So What Else is New?: A Brief Review of Federal Government Shutdowns

Notwithstanding last week’s statement by Senate majority leader Mitch McConnell vowing that there will be no government shutdown this fall, the signs seem to point otherwise. Apart from big-ticket fiscal issues to be resolved— none of the government’s 12 annual spending bills have been enacted and the debt ceiling will have to be raised later this year—there are some hot-button ideological issues to be addressed involving Planned Parenthood and confederate flags.

So like it or not- and 81 percent of Americans opposed the most recent government shutdown—it may happen again. Will life as we know it end? Hardly. Since the modern congressional budgeting process took effect back in 1976, the federal government has experienced funding gaps on 18 separate occasions. Following is a brief look-back at the political circumstances around them and what happened as a consequence.
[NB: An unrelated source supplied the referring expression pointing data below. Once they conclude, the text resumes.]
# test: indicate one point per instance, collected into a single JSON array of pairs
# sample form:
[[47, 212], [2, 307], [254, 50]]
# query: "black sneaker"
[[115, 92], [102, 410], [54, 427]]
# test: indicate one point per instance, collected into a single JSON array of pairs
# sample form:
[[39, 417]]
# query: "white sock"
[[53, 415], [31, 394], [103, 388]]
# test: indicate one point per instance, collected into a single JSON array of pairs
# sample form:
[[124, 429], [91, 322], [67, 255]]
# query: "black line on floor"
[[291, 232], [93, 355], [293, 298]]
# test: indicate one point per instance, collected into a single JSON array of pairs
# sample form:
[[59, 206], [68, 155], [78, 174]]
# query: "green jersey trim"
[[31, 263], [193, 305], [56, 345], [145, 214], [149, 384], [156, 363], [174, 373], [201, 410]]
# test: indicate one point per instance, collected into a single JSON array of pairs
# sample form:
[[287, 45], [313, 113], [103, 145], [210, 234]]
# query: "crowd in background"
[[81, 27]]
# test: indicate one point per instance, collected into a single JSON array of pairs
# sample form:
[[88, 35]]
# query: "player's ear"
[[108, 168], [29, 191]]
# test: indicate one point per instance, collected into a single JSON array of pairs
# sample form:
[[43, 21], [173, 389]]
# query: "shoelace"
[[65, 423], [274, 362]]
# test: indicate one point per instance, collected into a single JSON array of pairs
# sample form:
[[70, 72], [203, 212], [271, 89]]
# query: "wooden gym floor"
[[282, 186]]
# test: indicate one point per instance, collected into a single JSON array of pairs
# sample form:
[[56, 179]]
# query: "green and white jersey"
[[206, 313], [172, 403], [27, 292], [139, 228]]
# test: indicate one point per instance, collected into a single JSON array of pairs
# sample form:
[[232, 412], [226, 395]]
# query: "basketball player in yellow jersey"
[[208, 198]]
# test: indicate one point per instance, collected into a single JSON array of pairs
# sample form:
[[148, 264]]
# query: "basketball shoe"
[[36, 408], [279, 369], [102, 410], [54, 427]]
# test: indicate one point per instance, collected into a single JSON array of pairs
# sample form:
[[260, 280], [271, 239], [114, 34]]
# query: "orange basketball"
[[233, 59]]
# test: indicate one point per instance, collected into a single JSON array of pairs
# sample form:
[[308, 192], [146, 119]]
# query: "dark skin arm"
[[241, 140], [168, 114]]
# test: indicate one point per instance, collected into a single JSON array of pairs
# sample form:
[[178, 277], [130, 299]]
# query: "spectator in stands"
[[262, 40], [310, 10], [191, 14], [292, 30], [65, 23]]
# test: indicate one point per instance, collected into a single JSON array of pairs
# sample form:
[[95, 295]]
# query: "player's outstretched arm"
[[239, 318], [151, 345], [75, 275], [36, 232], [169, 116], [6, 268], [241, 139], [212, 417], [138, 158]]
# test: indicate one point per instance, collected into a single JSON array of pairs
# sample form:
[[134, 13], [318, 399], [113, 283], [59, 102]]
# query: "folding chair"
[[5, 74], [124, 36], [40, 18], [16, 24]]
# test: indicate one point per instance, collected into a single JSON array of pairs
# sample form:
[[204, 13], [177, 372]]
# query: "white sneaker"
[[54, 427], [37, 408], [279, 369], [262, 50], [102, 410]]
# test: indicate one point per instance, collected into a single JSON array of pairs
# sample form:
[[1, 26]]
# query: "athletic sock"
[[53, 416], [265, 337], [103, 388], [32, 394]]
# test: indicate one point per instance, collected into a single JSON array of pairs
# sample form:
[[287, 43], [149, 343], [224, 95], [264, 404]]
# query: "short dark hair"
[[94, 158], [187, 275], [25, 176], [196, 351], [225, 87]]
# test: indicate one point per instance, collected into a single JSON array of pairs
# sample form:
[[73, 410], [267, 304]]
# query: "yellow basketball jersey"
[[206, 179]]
Under President Gerald Ford, only one funding gap occurred affecting the Departments of Labor and Health, Education and Welfare (HEW). The funding gap lasted 10 days when President Ford vetoed the Labor-HEW appropriations bill, citing out of control spending. During Jimmy Carter’s presidency, there were five partial shutdowns that affected only the Departments of Labor, HHS and Education. Those lasted 8 to 18 days and the primary issue was funding for abortion.

During Ronald Reagan’s presidency, there were funding gaps with technical shutdowns lasting less than 48 hours or over weekends, rendering them to be of negligible effect. Each shutdown was for a different reason, but mainly occurred due to proposed cuts to domestic programs and increased spending for defense. A funding gap during the George H.W. Bush administration also caused a weekend shutdown when Bush wanted to pair spending bills with a deficit reduction package. But that crisis was resolved late the following Monday.

During Bill Clinton’s presidency, there were two full government shutdowns – one in 1995 that lasted five days and one in 1996, lasting 21 days. Both shutdowns led to massive furloughs and significant government disruption. The primary issue was the budget deficit. Also in the 1990s, the Republicans shut down the government to force cuts in Medicare. In 2013, the GOP shut down the government in an unsuccessful attempt to force repeal of the Affordable Care Act. This shutdown ran from October 1 to October 16.

Recent history has shown that shutting off Federal spending, in and of itself, does little to advance national interests in either the short- or long-run. Let’s just hope that cooler heads prevail in the months ahead.